16 - Culture and Cuisine

Analise was happy. She was deeply immersed in the native culture and experiencing the local cuisine. After breakfast, she'd taken a taxi to the local ruins.

The driver had offered to wait, nobody spent more than 30 minutes here. "If you want", she said, and went to buy a guide book. The driver reckoned it was easy work - have a drink and a cigarette, then drive her back for a double fare. Two hours later he left, cursing her for wasting his time.

She'd been up every flight of steps

and along every wall (keeping away from the edges).

She'd found the "thirteen bovines" (easy once you knew they were wall carvings),

the "three pillars of faith" (not so easy unless you knew the secret of mazes),

made "an offering at a quoin" at the central shrine

(she watched the bus-load of tourists, under the direction of their leader, throw a coin into the pool at its base. She'd briefly considered pointing out that a 'quoin' is a corner and the offering should be food, but decided against it. She'd then seen the leader, while the tourists were eating a local dish of grilled fruit, sneak back to the pool and fish the coins out),

and she'd even braved the public loos! (Ed: The reader will be pleased to know there is no picture for this!)

She'd waited for the walking tour to start, sat on a block, eating a bowl of steamed rice and vegetables, drinking a soda, reading her Lonely Sim guide.

The walk took three hours, along jungle paths the leader occasionally had to hack clear. She'd seen fantastic flowers, delightfully dappled clearings,

wonderful waterfalls,

beautiful birds, and insects the size of her hand that would give her nightmares for years to come - but even those were incredible. She'd seen so much, she was beginning to run out of alliterative adjectives. The low point had been the spectacular suspension bridge across the gaping gorge.

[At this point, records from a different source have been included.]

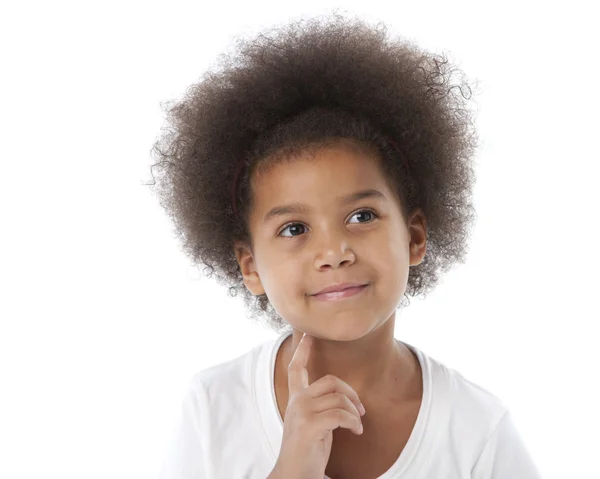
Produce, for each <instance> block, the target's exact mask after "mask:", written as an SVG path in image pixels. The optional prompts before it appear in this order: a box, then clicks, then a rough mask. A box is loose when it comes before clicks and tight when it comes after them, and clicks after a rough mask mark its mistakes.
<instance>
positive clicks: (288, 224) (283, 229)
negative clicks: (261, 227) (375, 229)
mask: <svg viewBox="0 0 600 479" xmlns="http://www.w3.org/2000/svg"><path fill="white" fill-rule="evenodd" d="M365 211H366V212H368V213H371V214H372V215H373V217H374V218H373V219H372V220H370V221H363V222H362V223H363V224H364V223H371V222H372V221H374V220H375V219H377V218H379V215H378V214H377V213H376V212H375V211H373V210H372V209H370V208H364V209H362V210H358V211H355V212H354V213H352V215H350V217H351V218H352V216H354V215H356V214H358V213H363V212H365ZM295 225H302V226H304V225H303V224H302V223H298V222H294V223H287V224H285V225H284V226H283V227H282V228H281V229H280V230H279V232H278V233H277V236H278V237H282V238H296V237H298V236H301V235H292V236H281V233H283V232H284V231H285V230H286V229H288V228H289V227H290V226H295Z"/></svg>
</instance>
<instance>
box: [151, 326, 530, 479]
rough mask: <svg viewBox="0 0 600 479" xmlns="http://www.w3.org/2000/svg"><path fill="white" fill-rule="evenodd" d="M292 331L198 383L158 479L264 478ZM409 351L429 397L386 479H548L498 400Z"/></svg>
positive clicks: (513, 423)
mask: <svg viewBox="0 0 600 479" xmlns="http://www.w3.org/2000/svg"><path fill="white" fill-rule="evenodd" d="M289 334H291V333H284V334H282V335H280V336H279V337H278V338H276V339H273V340H270V341H266V342H263V343H262V344H259V345H258V346H256V347H255V348H254V349H252V350H250V351H249V352H247V353H245V354H244V355H242V356H240V357H238V358H236V359H233V360H230V361H227V362H224V363H221V364H218V365H216V366H212V367H210V368H208V369H205V370H203V371H200V372H198V373H196V374H195V375H194V376H193V377H192V379H191V381H190V384H189V389H188V390H187V393H186V394H185V396H184V398H183V401H182V409H181V415H180V417H179V418H178V421H177V423H176V427H175V429H174V431H175V432H174V436H173V438H172V440H171V441H170V442H169V445H168V447H167V449H166V451H165V454H164V458H163V464H162V468H161V471H160V476H159V477H160V479H205V478H207V479H266V477H267V476H268V475H269V473H270V472H271V471H272V470H273V467H274V466H275V462H276V460H277V457H278V455H279V450H280V446H281V440H282V436H283V420H282V418H281V415H280V414H279V409H278V408H277V402H276V398H275V388H274V372H275V357H276V353H277V351H278V349H279V346H280V345H281V343H282V342H283V341H284V340H285V338H286V337H287V336H288V335H289ZM403 344H405V345H406V346H407V347H408V348H410V349H411V350H412V351H413V352H414V353H415V354H416V355H417V357H418V359H419V362H420V363H421V369H422V371H423V399H422V403H421V408H420V410H419V414H418V416H417V421H416V423H415V426H414V428H413V431H412V433H411V435H410V438H409V440H408V442H407V444H406V446H405V448H404V450H403V451H402V453H401V454H400V456H399V457H398V459H397V460H396V462H395V463H394V464H393V465H392V467H391V468H390V469H388V471H386V472H385V473H384V474H383V475H381V476H379V478H378V479H441V478H444V479H467V478H468V479H541V476H540V474H539V472H538V470H537V468H536V466H535V464H534V463H533V461H532V459H531V457H530V455H529V452H528V450H527V448H526V445H525V444H524V443H523V441H522V439H521V437H520V435H519V433H518V430H517V429H516V427H515V424H514V423H513V420H512V417H511V414H510V412H509V410H508V409H507V407H506V406H505V405H504V404H503V403H502V402H501V401H500V400H499V399H498V398H497V397H496V396H494V395H493V394H492V393H490V392H488V391H487V390H485V389H483V388H482V387H480V386H478V385H476V384H474V383H472V382H470V381H469V380H467V379H465V378H464V377H463V376H462V375H461V374H460V373H458V372H456V371H455V370H453V369H451V368H448V367H446V366H444V365H443V364H441V363H440V362H438V361H436V360H435V359H433V358H431V357H429V356H427V355H426V354H424V353H423V352H422V351H420V350H419V349H417V348H416V347H414V346H412V345H410V344H407V343H403ZM367 413H368V412H367ZM325 478H327V476H325Z"/></svg>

She'd eventually been able to cross by holding on to each hand rail, squeezing her eyes tight shut and singing. It had taken her half of an hour. By the time she was across, the leader and the group had gone on, all except one boy.

He was 25ish, athletic, and what most women would describe as "good looking" or "cute". Analise thought he was a right, royal, pain-in-the-a. He would just not shut-up! Even when she dropped un-subtle hints like, "Don't you think the sounds of the jungle are nice on their own?" He stopped for a nano-second to listen, agreed, and then started his endless wittering. She'd started devising ways to kill him and hide his body. Fortunately for them both, the trail ended not long after that. He even had the temerity to ask for "her digits" - she so wanted to punch him!

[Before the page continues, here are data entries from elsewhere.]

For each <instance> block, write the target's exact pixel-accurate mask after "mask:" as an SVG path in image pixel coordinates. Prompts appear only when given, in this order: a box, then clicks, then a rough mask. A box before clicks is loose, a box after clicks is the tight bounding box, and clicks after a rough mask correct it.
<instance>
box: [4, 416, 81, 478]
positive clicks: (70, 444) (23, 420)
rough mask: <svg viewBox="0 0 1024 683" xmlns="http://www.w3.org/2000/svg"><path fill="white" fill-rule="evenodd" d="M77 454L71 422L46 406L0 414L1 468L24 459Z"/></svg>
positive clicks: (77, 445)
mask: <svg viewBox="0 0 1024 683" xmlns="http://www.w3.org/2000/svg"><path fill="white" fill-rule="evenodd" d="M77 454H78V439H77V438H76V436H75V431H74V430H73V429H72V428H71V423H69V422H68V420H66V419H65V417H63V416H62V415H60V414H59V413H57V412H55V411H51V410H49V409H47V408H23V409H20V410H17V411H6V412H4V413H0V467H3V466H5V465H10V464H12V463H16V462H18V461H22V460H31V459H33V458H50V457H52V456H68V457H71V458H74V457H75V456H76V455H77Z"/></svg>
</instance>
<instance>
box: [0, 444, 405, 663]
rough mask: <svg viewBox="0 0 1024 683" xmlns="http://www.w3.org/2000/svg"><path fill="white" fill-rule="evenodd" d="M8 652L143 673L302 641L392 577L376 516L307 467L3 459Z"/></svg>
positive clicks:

He'd hung around, presumably hoping to share a taxi back to civilization, but Analise was fully intent on exploring the ruins at this end of the trail,

and he eventually gave up following her around like a lost puppy - she was so glad. She still had four pages of the guide book to go when the fruit stall owner found her, pointed out that it was getting dark, and offered her a lift back to her hotel as he was now the last person here.

The ride back was exhilarating. His truck had neither head-lights nor suspension, and seemed to only stay on the road because the wheels were trapped in ruts in the unmetalled surface. The sun set fast and Analise was glad, as she couldn't then see the drop as they skidded around corners. Asking to be set-down somewhere that sold typical local food, he stopped in a bustling plaza surrounded by food stalls.

She bought several chunks of meat (chicken she hoped) on bamboo twigs covered in a sticky honey sauce, crispy seaweed strips, a bowl of rice and a cup of 'coconut saki'. Sitting on the tumbled blocks of the breakwater, watching the bobbing lights on the yachts at anchor in the bay, she ate her simple meal - it tasted delicious. The missed meeting and the puddles of vomit seemed a world and a lifetime away. She was tired, full and happy. The saki was mildly alcoholic, causing her to misplace some inhibitions, so when music started in the plaza behind her, she went and learnt to hula dance.